Na última semana, Pivetta declarou ter “fé” de que receberá o apoio de Abilio Brunini (Cuiabá) e Flávia Moretti (Várzea Grande), embalado pela adesão recente de outras duas lideranças de peso do Partido Liberal: os prefeitos Cláudio Ferreira (Rondonópolis) e Edilson Piaia (Campo Novo do Parecis).
Liberdade de escolha e foco nas convenções
Questionado sobre as dissidências dentro da própria legenda, Fagundes avisou que não pretende adotar medidas de força ou retaliação para cobrar fidelidade política. Para o senador, cada gestor tem a liberdade de definir o caminho que considera mais adequado até o período das convenções partidárias.
“Olha, eu acho que cada um tem o direito de escolher o que for melhor. Eu quero, eu vou conquistar, vou trabalhar, principalmente com a população. As convenções acontecerão ainda em julho e agosto. Até lá ninguém é candidato, agora somos pré-candidatos. Portanto, é o momento da gente trabalhar muito e conquistar”, declarou.
O peso dos recursos federais
Apesar de minimizar o aceno antecipado aos adversários — justificando que os prefeitos precisam manter uma boa relação institucional com o governo estadual para garantir obras —, Wellington Fagundes fez questão de lembrar que seu mandato em Brasília foi crucial para engordar o caixa dessas mesmas prefeituras.
O senador pontuou a própria atuação para cobrar reconhecimento político:
- Campo Novo do Parecis: Fagundes lembrou que o prefeito Edilson Piaia esteve recentemente em seu gabinete para agradecer pelos recursos encaminhados ao município.
- Várzea Grande e Rondonópolis: O parlamentar destacou sua forte articulação para as duas cidades. Na gestão de Flávia Moretti, por exemplo, o senador encabeçou a liberação de R$ 5 milhões para a saúde e o destravamento de mais de R$ 70 milhões destinados a obras de saneamento.

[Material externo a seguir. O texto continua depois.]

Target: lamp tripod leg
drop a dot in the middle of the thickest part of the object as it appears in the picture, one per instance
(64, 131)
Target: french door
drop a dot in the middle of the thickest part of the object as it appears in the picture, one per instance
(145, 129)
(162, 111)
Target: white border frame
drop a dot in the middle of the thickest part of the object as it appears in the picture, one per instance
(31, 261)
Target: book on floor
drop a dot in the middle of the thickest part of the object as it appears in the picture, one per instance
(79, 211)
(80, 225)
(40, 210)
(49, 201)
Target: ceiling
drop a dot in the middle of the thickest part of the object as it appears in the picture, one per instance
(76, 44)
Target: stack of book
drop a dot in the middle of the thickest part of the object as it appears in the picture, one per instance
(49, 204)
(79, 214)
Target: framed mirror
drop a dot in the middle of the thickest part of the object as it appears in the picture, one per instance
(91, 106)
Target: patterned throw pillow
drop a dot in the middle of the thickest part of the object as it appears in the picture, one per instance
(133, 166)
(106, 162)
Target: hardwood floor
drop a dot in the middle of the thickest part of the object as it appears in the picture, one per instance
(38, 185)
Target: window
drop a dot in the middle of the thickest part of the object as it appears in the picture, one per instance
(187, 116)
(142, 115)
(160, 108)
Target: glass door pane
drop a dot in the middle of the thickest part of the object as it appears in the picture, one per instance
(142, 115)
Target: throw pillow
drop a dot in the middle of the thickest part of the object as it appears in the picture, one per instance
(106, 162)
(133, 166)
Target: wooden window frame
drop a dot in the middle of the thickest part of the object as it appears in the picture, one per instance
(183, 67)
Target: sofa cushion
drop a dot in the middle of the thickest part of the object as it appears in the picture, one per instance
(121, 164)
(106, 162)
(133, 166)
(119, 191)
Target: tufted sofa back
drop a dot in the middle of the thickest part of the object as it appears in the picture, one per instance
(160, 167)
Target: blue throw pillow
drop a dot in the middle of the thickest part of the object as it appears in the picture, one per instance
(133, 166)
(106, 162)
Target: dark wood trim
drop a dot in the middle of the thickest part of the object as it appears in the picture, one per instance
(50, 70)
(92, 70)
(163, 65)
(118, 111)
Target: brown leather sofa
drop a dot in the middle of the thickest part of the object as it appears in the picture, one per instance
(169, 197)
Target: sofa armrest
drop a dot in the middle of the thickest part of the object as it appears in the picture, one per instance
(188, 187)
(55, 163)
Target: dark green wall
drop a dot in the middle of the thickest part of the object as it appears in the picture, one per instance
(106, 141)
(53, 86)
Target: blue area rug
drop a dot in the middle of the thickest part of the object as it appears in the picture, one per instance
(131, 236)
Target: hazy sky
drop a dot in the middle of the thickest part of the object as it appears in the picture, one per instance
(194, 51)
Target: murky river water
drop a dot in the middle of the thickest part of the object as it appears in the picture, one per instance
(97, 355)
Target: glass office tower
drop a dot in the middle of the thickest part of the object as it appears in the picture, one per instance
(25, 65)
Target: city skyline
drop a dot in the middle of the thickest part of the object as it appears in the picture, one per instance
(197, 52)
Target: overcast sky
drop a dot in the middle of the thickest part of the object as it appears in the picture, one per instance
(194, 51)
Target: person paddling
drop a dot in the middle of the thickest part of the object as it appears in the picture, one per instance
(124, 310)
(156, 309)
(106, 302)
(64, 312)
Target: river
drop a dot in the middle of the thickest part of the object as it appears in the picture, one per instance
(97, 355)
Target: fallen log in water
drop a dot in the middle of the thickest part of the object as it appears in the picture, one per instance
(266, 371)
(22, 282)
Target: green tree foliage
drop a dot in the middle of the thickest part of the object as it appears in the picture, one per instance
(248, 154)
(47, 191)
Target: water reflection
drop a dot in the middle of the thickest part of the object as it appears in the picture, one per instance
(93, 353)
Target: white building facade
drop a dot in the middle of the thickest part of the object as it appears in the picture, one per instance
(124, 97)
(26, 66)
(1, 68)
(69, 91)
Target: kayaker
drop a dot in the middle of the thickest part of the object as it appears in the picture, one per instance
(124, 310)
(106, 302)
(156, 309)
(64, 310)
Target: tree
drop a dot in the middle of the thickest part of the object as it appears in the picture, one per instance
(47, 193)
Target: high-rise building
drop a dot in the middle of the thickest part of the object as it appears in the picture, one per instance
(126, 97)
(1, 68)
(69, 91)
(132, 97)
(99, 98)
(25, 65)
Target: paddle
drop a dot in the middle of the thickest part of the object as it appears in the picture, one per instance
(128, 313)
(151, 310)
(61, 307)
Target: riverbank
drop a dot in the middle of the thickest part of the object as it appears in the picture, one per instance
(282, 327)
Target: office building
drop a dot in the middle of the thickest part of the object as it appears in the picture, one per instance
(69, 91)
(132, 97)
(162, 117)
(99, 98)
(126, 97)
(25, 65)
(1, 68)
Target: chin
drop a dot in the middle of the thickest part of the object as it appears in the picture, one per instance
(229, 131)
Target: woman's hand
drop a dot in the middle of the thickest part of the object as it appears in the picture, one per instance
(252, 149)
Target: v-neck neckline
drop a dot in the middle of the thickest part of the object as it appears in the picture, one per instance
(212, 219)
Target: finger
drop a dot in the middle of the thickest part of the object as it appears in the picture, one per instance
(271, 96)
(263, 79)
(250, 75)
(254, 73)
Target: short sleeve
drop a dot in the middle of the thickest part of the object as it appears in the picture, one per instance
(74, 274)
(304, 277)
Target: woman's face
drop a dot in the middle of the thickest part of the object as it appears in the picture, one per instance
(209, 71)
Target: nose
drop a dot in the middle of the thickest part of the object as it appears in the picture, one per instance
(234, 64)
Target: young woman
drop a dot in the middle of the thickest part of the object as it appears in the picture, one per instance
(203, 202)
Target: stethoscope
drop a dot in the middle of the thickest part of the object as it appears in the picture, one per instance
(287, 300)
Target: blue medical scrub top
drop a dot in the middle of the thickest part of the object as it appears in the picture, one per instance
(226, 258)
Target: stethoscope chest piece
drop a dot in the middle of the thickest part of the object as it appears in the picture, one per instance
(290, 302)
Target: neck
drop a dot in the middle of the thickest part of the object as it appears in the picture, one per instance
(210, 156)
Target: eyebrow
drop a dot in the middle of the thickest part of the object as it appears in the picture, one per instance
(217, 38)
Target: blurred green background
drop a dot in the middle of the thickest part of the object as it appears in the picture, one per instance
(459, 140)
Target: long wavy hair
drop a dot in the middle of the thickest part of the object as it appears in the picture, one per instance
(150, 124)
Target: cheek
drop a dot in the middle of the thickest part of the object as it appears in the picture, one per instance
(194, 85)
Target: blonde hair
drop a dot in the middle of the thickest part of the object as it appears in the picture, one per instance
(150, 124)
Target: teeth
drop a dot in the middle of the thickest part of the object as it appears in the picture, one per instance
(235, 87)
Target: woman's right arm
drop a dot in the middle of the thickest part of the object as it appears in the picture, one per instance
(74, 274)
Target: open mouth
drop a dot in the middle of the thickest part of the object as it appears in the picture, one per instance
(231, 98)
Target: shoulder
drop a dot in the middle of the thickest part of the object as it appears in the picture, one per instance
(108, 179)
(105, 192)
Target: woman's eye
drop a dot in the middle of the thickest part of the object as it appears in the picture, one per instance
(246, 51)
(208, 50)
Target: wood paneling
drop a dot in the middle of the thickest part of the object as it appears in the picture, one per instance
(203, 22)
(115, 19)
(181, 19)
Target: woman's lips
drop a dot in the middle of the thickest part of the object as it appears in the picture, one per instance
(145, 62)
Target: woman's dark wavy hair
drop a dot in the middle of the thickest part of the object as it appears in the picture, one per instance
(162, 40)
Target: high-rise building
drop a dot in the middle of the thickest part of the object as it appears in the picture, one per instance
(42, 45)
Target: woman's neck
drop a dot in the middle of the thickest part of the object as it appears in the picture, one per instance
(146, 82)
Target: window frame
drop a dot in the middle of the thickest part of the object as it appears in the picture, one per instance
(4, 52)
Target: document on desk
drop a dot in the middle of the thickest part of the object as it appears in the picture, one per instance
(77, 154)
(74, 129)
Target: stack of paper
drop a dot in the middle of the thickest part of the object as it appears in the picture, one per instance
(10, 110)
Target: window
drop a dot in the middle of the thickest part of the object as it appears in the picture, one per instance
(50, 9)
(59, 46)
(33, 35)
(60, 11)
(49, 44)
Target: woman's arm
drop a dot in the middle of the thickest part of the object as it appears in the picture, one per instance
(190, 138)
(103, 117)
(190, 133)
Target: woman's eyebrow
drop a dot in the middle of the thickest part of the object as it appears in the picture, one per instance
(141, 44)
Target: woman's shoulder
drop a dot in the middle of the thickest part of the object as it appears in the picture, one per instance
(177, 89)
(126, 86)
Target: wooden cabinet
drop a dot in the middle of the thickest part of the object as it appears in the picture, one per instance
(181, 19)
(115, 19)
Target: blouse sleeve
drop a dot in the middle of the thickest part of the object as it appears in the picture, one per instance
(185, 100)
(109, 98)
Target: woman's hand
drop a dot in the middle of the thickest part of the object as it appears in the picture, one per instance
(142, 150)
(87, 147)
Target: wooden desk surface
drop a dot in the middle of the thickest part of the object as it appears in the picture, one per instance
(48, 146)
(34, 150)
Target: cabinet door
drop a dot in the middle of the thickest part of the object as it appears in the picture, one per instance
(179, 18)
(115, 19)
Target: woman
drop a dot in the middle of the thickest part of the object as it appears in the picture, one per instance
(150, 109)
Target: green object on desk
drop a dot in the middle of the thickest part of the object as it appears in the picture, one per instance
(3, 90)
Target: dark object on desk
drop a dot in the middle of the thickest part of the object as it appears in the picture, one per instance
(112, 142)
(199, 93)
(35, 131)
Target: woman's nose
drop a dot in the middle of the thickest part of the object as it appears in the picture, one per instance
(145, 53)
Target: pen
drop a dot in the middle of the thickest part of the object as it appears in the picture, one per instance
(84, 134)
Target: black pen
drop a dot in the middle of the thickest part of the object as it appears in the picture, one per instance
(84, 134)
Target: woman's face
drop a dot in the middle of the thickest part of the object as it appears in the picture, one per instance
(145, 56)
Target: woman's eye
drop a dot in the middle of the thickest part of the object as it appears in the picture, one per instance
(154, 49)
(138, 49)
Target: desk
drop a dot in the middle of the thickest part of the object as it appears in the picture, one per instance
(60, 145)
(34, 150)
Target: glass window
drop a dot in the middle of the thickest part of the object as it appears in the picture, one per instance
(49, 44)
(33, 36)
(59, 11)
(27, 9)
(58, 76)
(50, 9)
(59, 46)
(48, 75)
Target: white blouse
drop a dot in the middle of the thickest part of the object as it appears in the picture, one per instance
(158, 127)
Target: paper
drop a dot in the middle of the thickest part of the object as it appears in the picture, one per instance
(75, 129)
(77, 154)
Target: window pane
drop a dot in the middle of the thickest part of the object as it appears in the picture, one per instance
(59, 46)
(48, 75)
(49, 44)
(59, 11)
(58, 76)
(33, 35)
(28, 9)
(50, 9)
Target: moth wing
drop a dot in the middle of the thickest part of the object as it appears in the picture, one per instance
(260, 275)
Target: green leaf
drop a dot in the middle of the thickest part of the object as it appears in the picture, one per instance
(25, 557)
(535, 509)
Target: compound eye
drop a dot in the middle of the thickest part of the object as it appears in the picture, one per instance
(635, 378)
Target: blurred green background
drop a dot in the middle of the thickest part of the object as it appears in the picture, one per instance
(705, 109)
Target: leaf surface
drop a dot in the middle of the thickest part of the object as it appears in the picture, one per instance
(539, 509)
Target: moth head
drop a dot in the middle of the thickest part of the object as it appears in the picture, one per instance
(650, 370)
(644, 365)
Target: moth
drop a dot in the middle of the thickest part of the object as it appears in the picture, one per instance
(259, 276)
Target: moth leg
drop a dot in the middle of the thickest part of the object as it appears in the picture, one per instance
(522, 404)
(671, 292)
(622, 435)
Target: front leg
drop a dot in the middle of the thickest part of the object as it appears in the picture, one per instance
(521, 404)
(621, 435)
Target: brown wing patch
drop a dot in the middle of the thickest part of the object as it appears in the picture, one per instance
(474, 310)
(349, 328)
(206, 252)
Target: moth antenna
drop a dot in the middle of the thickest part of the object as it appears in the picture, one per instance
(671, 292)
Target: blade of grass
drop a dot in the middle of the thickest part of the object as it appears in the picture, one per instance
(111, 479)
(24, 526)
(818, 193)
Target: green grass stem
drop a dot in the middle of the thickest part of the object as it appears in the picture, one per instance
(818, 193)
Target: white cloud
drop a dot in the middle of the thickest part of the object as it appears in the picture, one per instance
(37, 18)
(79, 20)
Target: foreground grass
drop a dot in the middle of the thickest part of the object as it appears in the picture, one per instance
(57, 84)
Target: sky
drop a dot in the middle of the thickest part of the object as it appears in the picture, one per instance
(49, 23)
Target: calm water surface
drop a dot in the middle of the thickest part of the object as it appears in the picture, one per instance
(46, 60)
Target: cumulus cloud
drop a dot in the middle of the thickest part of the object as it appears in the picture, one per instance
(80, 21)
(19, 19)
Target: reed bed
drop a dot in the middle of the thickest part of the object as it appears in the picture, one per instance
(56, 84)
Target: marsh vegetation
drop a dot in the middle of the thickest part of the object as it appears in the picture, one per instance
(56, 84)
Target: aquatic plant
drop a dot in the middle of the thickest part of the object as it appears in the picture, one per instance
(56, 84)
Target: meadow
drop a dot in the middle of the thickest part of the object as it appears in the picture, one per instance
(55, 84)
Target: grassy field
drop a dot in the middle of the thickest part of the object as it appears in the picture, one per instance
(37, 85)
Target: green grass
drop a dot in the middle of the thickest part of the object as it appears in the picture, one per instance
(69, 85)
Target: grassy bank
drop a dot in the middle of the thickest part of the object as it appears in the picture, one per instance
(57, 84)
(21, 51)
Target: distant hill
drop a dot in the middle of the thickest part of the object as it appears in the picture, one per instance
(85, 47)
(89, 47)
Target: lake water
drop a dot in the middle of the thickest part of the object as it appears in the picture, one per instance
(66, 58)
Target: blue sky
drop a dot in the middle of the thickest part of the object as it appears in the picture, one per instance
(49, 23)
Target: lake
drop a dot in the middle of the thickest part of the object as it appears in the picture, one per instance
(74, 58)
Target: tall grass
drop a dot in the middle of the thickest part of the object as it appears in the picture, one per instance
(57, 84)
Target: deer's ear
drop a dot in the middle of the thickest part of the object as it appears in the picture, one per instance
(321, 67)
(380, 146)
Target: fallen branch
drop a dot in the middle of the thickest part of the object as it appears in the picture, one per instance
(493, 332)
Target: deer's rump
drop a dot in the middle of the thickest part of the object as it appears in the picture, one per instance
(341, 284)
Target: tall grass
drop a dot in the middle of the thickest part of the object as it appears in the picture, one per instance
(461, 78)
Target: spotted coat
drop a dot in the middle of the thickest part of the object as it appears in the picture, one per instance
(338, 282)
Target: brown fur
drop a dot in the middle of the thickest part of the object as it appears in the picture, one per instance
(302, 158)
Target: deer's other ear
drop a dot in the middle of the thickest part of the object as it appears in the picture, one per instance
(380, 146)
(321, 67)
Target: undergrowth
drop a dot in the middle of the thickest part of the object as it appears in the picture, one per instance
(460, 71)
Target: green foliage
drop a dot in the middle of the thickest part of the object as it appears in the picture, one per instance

O pré-candidato encerrou sua manifestação com uma alfinetada direta sobre a falta de reconhecimento institucional, inclusive por parte da atual gestão estadual.
- “O papel do parlamentar não é fazer obra. O nosso papel é lutar, trabalhar para ajudar o Executivo, seja estadual ou municipal. É claro que eu tenho feito isso, inclusive, com esse governo [estadual]. Coloquei muitos recursos para esse governo trabalhar e executar. Posso dizer para vocês: não é pouco, não. Às vezes, eles não reconhecem”, disparou Fagundes.